Secondly, Australia's lopsided media, dominated by right-wing Newscorp, has also whipped up a climate of insecurity, McCarthyism, and suspicion regarding all things China. This has had a disproportionately negative impact on the Beijing-Canberra relationship.

Thirdly, dubious think tanks such as the Australian Strategic Policy Institute (ASPI), funded by the U.S., and the arms industry have also pioneered the decline in relations and consolidated the anti-China narrative.

The office building where the Australian Strategic Policy Institute is located, in Canberra, Australia. /Xinhua

The office building where the Australian Strategic Policy Institute is located, in Canberra, Australia. /Xinhua

The combination of these factors has stifled any reasonable, balanced, and moderate outlook in Canberra's view and debate concerning Beijing and led to the collective bullying, harassment, and insinuation of anyone who has attempted to advocate a level-headed view or question the dominant narrative.

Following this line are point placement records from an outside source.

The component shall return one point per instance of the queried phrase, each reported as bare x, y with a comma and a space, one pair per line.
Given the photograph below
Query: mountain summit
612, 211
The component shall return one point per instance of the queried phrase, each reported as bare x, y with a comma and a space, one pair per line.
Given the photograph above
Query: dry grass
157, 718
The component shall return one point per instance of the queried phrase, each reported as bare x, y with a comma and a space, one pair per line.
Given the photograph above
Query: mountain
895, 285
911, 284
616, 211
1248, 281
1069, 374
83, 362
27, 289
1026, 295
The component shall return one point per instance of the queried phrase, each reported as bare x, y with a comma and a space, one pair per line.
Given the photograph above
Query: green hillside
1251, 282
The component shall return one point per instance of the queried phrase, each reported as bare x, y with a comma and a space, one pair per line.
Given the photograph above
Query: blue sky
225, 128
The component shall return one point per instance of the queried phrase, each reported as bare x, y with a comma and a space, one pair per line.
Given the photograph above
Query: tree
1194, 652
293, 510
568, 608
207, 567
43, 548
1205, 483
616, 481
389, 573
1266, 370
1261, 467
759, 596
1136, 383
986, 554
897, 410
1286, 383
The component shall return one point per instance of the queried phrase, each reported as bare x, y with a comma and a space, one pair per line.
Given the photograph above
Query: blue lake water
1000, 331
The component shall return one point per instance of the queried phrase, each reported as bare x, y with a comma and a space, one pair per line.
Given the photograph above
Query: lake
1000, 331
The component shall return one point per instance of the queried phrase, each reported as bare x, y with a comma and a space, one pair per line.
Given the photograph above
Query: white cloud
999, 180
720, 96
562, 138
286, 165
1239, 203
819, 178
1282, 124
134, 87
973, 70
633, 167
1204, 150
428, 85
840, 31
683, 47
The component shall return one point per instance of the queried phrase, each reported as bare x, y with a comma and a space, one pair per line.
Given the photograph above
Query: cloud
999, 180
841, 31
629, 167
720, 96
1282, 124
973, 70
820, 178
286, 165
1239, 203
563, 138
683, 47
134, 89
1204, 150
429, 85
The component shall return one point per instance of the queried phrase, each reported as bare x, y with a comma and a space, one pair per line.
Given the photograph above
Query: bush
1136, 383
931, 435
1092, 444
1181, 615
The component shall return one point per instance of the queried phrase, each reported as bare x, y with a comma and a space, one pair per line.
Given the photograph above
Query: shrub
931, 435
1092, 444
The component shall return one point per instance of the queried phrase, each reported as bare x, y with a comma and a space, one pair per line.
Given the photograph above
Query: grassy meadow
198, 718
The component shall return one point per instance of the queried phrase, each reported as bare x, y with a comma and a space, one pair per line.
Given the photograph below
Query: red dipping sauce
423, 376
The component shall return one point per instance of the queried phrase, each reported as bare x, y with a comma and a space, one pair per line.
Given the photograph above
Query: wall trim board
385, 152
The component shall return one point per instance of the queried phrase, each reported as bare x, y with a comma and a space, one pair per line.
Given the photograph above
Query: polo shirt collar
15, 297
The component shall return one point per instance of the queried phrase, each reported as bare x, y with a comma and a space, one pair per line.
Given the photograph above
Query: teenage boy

Thus, China aptly blames Australia for a Cold War mentality. In this case, Beijing does not see fit to increase economic engagement and strategic dialogue with a country that maintains a belligerent attitude against it.

U.S.-sponsored think tanks like to dub China's treatment of Australia as "economic coercion." But this is a misleading, one-sided term that advocates that hostile countries have the right to profit from China's markets whilst treating it like an enemy, a logic comparative to the notorious Opium Wars.

Beijing would like to be reasonable and open in its relationship with Canberra, but Australia's behavior ultimately gives it little other choices. These decisions are purely retaliatory.

When Australia drops its comprehensive paranoia and conducts its relationship with China with reason and moderation, Beijing will be ready to talk. However, if it continues on this path and if Canberra likewise decides to tear up the Darwin Port lease, China will have no other option but to respond further to safeguard its interests. Australia cannot both have its cake and eat it too.